Un espace indifférent aux populations locales ?

La question de savoir si les populations locales considèrent la mission dans laquelle ils vivent comme un espace institutionnalisé, circonscrit, connu et qu’ils se sont appropriés est beaucoup trop vaste car les situations sont très différentes selon les lieux et les populations interrogées, en raison de nombreux paramètres : l’attitude du missionnaire, qui protège un village contre les menaces extérieures ou qui contribue au travail forcé, le rôle social qu’exerce la mission, son ancienneté en sont quelques uns. Chaque historien qui étudie une situation de mission dispose des éléments pour émettre un avis. En revanche, il faut constater que le sujet n’a jamais été l’objet d’un débat955. La question intéresse davantage les géographes, spécialistes de l’espace.
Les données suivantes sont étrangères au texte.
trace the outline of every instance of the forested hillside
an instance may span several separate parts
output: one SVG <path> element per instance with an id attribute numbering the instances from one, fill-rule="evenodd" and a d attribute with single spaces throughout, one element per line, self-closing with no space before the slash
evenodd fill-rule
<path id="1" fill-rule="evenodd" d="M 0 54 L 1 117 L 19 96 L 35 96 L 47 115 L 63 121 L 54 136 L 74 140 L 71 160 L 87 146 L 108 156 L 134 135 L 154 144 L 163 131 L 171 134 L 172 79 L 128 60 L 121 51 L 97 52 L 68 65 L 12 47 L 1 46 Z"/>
Lors d’un colloque sur le territoire organisé par l’ORSTOM956 en 1995, Jean-Claude Barbier s’interrogeait sur le destin des paroisses d’Afrique noire : constituaient-elles des communautés territoriales ?957 Passant en revue les trois Eglises du Bénin, catholique, protestante et prophétique, le chercheur note que chacune a jalonné le territoire par des lieux saints et des lieux de culte. Ceux-ci possèdent une vraie capacité à fixer les populations. Mais ils sont plus des pôles d’attraction que des lieux de gestion d’un territoire. Si ces lieux fondent de nouvelles communautés, on ne peut les qualifier de territoriales. Et le chercheur de constater que la paroisse reste finalement une spécialité européenne, mise en place par une religion dominante et organisatrice, alors que l’Afrique offre un territoire caractérisé par la compétition religieuse. Ainsi, l’entité spatiale de la mission existe avant tout dans l’esprit du missionnaire, et notamment le Supérieur responsable du territoire, ainsi que pour la congrégation inquiète de ses limites et toujours prompte à réagir pour les défendre. Chaque menace pour l’intégrité de la mission donne lieu à des cartes d’explication et/ou de revendication.

Que deviennent les cartes missionnaires quand disparaissent les missions ? Au mieux, elles sont exposées dans les nouvelles paroisses, pour rappeler les premiers temps de la communauté chrétienne. Au pire, elles sont détruites à mesure que progresse la connaissance du terrain. Le plus souvent, les congrégations les conservent dans leurs archives pour témoigner de l’œuvre passée. Dans tous les cas, les cartes ne sont plus diffusées et la mission n’est plus donnée à voir. La carte missionnaire reste donc intimement liée à l’élan qui porte l’évangélisation de la moitié du XIXè à la moitié du XXè. Après, l’occasion pour laquelle un nouveau missionnaire doive faire une carte de sa mission ne se produit plus car il se contente de repasser sur une carte topographique ou touristique les limites de sa mission. Parfois, les cartes peuvent connaître une nouvelle existence, surtout quand elles alimentent des discours ethniques sur la présence originelle d’un groupe humain.

Notes
955.

Aucune référence par exemple dans les colloques organisés par le CREDIC, notamment celui consacré au passage des missions aux Eglises. Le sujet ne suscite pas d’intérêt auprès des travaux universitaires produits sur le fait missionnaire depuis un demi siècle. Voir l’article inaugural de PRUDHOMME Claude, « Cinquante ans d’histoire ds missions catholiques en France : l’âge universitaire » pp11-30 in Histoire & Missions C hrétiennes, n°1 mars 2007.

956.

Office de la Recherche Scientifique et Technique Outre-Mer (ORSTOM), devenu Institut de Recherche pour le Développement (IRD) en 1998.

957.

BARBIER Jean-Claude, « Les paroisses d’Afrique noire fondent-elles des communautés territoriales » in Le territoire, lien ou frontière ?, colloque de l’ORSTOM, 24 octobre 1995, Paris.